Practically overnight, life here on Critter Farm has gone from peacefully chaotic to, well...disturbed.
Poor Pip's in trouble:

It appears that a gang of chickens (mine) attacked him. Why? I have no idea. Everything had been going so well among the dozen of them. Even between the two roos, Pip and Roopert. The facts? Well, the chickens were all in their outside run and, as I went to let them free-range for a bit, I noticed a few hens with bloody beaks. Predominantly, it was Spongebob (below), the Buff Orpington, and Rose-Uppity, the Rhode Island Red:

Initially, I thought it was the hens who were hurt. But then Pip walked by. The picture below is actually after I washed a lot of the blood off, but this weird coagulated, congealed stuff that I couldn't wash off his feathers remained:

I'm in a quandary. I don't know how to keep Pip safe and I can't believe my hens actually went for him...
Jim helped me wash him off:

and administer first-aid.
Dr. Naylor's Blu-Kote is my friend even if my hands are stained purple now. Poor Pip then spent the rest of the day and night sequestered in Roopert's crate:

He's still in there, as a matter of fact.

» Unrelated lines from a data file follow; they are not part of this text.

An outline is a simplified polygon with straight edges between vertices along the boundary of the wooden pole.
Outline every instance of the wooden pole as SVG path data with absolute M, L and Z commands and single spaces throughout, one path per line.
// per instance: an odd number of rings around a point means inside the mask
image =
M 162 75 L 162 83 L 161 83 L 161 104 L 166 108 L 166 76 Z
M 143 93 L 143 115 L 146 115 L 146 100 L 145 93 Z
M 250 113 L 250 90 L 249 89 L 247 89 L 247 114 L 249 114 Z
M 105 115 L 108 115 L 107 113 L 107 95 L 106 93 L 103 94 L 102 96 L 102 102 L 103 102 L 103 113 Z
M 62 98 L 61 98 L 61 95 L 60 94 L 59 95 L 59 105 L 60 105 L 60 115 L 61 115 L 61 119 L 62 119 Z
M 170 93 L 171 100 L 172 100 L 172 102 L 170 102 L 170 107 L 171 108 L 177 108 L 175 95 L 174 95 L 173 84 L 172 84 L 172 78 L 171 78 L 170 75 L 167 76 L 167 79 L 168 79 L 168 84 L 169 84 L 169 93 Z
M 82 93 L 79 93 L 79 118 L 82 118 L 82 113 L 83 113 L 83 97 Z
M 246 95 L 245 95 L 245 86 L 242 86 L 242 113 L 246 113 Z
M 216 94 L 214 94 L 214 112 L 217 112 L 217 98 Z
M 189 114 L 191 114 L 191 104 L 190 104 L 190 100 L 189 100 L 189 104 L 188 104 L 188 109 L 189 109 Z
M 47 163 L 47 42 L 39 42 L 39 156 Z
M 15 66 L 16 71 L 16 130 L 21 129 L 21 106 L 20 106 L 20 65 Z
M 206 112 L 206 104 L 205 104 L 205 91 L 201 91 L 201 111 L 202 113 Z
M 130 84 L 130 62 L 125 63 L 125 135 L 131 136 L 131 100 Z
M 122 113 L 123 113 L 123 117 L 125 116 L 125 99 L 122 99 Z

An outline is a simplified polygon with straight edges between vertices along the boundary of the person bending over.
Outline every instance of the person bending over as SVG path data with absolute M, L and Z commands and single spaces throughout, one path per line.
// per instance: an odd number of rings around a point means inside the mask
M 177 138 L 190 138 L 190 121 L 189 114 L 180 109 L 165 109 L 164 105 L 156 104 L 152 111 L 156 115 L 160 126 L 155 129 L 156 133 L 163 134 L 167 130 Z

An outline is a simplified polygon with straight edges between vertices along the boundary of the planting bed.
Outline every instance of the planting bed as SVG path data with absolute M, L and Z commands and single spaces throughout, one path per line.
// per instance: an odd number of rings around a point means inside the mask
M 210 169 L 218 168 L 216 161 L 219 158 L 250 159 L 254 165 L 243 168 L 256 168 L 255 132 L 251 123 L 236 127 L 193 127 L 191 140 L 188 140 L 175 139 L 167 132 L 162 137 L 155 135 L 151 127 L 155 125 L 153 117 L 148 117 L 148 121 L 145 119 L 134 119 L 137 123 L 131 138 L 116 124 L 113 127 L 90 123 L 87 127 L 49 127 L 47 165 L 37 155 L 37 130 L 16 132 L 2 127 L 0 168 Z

I'm terrified of putting him back in with everybody.
And then the next bizarre event...Roopert. Just what WAS he thinking when he ATTACKED JIM FROM BEHIND yesterday?:

Jim had been trying to usher all poultry out of the berry patch when Roopert hung back and sneakily jumped him.
Roopert had actually done this twice to my son, Aidan, over the weekend, too, but we laughed it off, thinking it was Aidan's red metallic athletic shoes that were inciting him to fight. Guess not.
So, just what does this all mean for the roosters of our small farm? If Roopert is exhibiting aggressive tendencies toward others now, at 21 weeks old, what's he going to be like when he's all grown up? He's never been anything but sweet to me, but I can't have a pretty boy hanging around, randomly attacking visitors to the farm.
And Pip...even if Roopert were removed from the equation, would the girls continue to pick (literally) on him? I'm not sure who started the whole back-end abuse, but the girls seemed more than willing to keep at it. Will Pip ever be safe with my flock?
Adding insult to injury yesterday, I also seem to have devloped a manure management problem:

Perhaps it was the recent change in weather and the slight air inversion of late, but walking out onto my side porch yesterday, the unmistakable smell of "zoo" was in the air. While I do love all animals, this was a bit...rank.
And, sigh, my blueberries. I may have mentioned that I have somewhere in the neighborhood of 18 blueberry bushes scattered around my garden. Fourteen of them are in one section, the blueberry garden. It has come to my attention, over the last week, that someone is eating my berries who isn't ME. Or my family:

No leaves are disturbed, or munched, or eaten...just every single ripe, or almost ripe, berry is unmistakeably absent:

I have maybe 9 bushes now that have some berries still waiting to ripen, but the remainder ...every berry-bearing branch has been stripped bare.

So, into dusk last night, Jim and I were trying to hang deer netting across the bushes that still might provide us a few berries:

Today - Wednesday - has been spent (sort of feeling sorry for myself) mulling over yesterday's events and trying to figure out what to do on these many fronts. If anyone has any advice for me on any of the above, I'm ready.